FARGO, N.D. -- Police here wanted to know about the messages Tommy Bearson was exchanging through a popular smartphone app, a rare public glimpse at the investigation into killing of the North Dakota State University freshman.

FARGO, N.D. - Police here wanted to know about the messages Tommy Bearson was exchanging through a popular smartphone app, a rare public glimpse at the investigation into killing of the North Dakota State University freshman.

Bearson, an 18-year-old from Sartell, went missing after leaving a party just south of the NDSU campus in the early morning hours of Sept. 20.
He was found three days later about five miles away in the sales lot of an RV dealer in an industrial area of south Moorhead.
Police have said Bearson died of homicidal violence but haven’t specified how. They’ve also said they don’t have a suspect or motive identified in the slaying.
According to a warrant filed Thursday in Cass County District Court, Fargo police subpoenaed Snapchat on Oct. 13, seeking the contents of Bearson’s Snapchat account, such as messages.
Snapchat is a smartphone app for sending images and messages that are deleted automatically shortly after the recipient sees them.
The Los-Angeles based company responded to the Fargo police subpoena the next day, Oct. 14, by confirming that the account for “seetommyb23” was linked to Bearson’s email and phone number.
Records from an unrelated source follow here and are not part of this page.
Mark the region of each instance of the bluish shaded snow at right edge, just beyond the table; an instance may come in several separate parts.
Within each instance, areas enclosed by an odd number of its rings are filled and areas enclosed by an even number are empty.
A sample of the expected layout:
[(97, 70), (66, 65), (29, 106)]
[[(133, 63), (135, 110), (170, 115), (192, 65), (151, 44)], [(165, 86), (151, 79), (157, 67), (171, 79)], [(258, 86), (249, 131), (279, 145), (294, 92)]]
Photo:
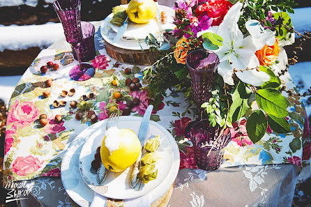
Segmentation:
[[(311, 86), (311, 60), (310, 62), (296, 63), (294, 66), (289, 67), (289, 74), (293, 79), (297, 89), (303, 93), (309, 89)], [(303, 98), (303, 103), (305, 104), (305, 109), (308, 116), (311, 115), (311, 103), (308, 105), (308, 98)]]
However, Snapchat informed Fargo police it only releases the contents of an account in response to a search warrant.
Snapchat expiration
Though Snapchat deletes messages from its servers once all recipients have seen them, messages that are unread are kept for 30 days.
According to the affidavit for the search warrant, Fargo police responded to Snapchat’s response on Feb. 18, asking for the contents of Bearson’s accounts - including a log of previous communications.
Fargo police Lt. Joel Vettel said he wasn’t familiar with Snapchat’s deletion schedule, but that the delay in filing the search warrant was connected to investigators prioritizing productive leads over less-productive ones in the case.
Vettel said police received the information they wanted from the search warrant, which included usage logs from Bearson’s Snapchat account.
“We request this information to be thorough,” Vettel said.
There have been a number of search warrants filed in the case, though it was possible some of them had been sealed from public view, he said.
Moorhead police Lt. Tory Jacobson said Friday he isn’t sure how many search warrants have been filed in Clay County District Court in the Bearson case. No publicly viewable search warrant affidavits have been filed in Clay County.
Jacobson said investigators have received a lot of voluntary cooperation from members of the public, which often removes the necessity for law enforcement to seek search warrants.